While debugging an F# application, I would like to be able to invoke an F# method from the VS2010 immediate window but it doesn't seem to work. The problem appears to be that F# methods are actually FSharpFunc objects. I tried using the "Invoke" method but the interactive window doesn't recognize it.

+3  A: 

The F# integration for Visual Studio doesn't support F# expressions in immediate window (or watches), so the only option is to write C# code corresponding to the compiled representation that F# uses. I tried doing that and I'm having the same issue as you described - the Invoke method appears to be there (in Reflector), but Visual Studio doesn't want to call it directly. I tried it using the following example:

let foo f = 
  let n = f 1 2 // Breakpoint here
  n + 1

However, there are other ways to call the function.
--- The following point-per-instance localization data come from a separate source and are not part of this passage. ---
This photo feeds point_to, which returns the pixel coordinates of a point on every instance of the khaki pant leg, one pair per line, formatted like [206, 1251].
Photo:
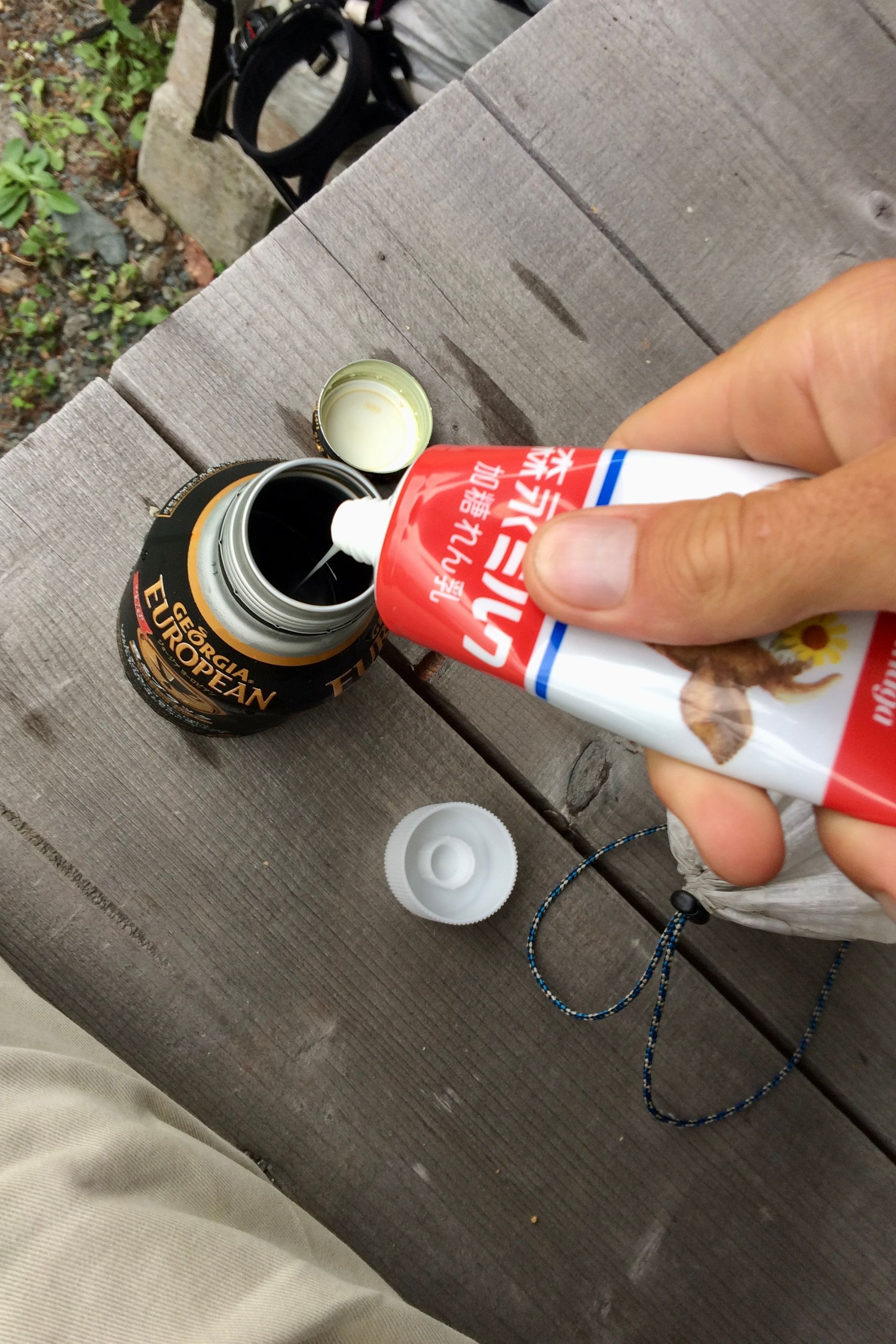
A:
[125, 1219]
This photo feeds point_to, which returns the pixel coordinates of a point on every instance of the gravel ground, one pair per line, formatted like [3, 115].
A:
[74, 345]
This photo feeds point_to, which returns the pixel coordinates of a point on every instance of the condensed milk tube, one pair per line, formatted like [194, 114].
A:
[809, 711]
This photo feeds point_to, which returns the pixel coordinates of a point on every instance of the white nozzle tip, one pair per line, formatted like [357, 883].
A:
[452, 862]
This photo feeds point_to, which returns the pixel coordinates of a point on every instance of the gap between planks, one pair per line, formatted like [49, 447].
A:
[579, 842]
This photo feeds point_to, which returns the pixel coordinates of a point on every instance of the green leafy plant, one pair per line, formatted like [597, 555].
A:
[26, 182]
[49, 127]
[128, 66]
[43, 242]
[27, 327]
[115, 296]
[30, 386]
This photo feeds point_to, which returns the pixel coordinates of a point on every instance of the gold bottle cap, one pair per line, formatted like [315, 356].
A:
[373, 416]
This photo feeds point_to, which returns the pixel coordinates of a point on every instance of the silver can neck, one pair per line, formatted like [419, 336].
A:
[245, 578]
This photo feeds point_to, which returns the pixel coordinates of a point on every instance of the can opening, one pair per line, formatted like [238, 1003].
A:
[289, 531]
In this case, the actual code generated by the F# compiler is a call to InvokeFast method. If you type the following to the immediate window, it works:

Microsoft.FSharp.Core.FSharpFunc<int, int>.InvokeFast<int>(f, 1, 2)  |

It also appears that you can call the usual Invoke method using dynamic from C# 4.0 (proving that the method is actually there!):

((dynamic)f).Invoke(1, 2)

This works only if you add reference to Microsoft.CSharp.dll (and use some type defined in the assembly somewhere in your code - e.g. as an annotation - so that it gets loaded).

Tomas Petricek
Ok, this worked!I tried the static InvokeFast but I didn't realize I needed to force the load of Microsoft.CSharp. Using dynamic is pretty clever ;)
Mo Flanagan
Just to clarify - the `InvokeFast` approach should work without `Microsoft.CSharp.dll` (though maybe something needs to be done so that the immediate window loads `FSharp.Core.dll`). The C# library is needed only for `dynamic`.